For synchronous lesions, I would not use Bell's palsy as a diagnosis unless all others have been excluded. The 2 most common causes of synchronous B CNVII paralysis are Guillaine-Barre and Sarcoidosis (at least that's the answer we use on our board exams). I've seen different references cite both as the leading cause. Other potential causes include Lyme disease, Bell's palsy, leukemia, bacterial meningitis, syphilis, leprosy, Moebius syndrome (although that one should be pretty obvious), infectious mononucleosis, and skull fracture. There may be more that are much more rare or of which I'm not aware, but that is a reasonable list.
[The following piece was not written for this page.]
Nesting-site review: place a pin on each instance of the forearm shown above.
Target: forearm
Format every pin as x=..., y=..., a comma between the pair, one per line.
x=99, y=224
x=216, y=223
I know that in Asia there are some unusual syndromes that are more prevalent such as Vogt-Koyanagi-Harada disease and Machado-Jesoph disease which I know nothing about that can also cause B facial paralysis.

Hope that helps a little, not sure what you wanted to know. I personally have not seen B Facial Paralysis except in a 22yo African male who had non-HIV related massive base of skull endemic Kaposi's Sarcoma. He had lots of CN deficits though, not just VII.
 
Thanks for the info, actually I come accross a case of 39 year old lady presented with a week history of bilateral facial nerve palsy. She claimed that initially she had low grade fever for two day then followed by weakness of the left sided of the face then the right(looks like a poker face), no other associated symptoms or any ear symptoms.I found that only the motor function of the facial nerve were affected both sides(house-brackmann grade IV), other cranial nerves were intact,the taste and the ear were normal finding,hearing was normal.No history of trauma.Blood investigations revealed normal and CT scan also normal.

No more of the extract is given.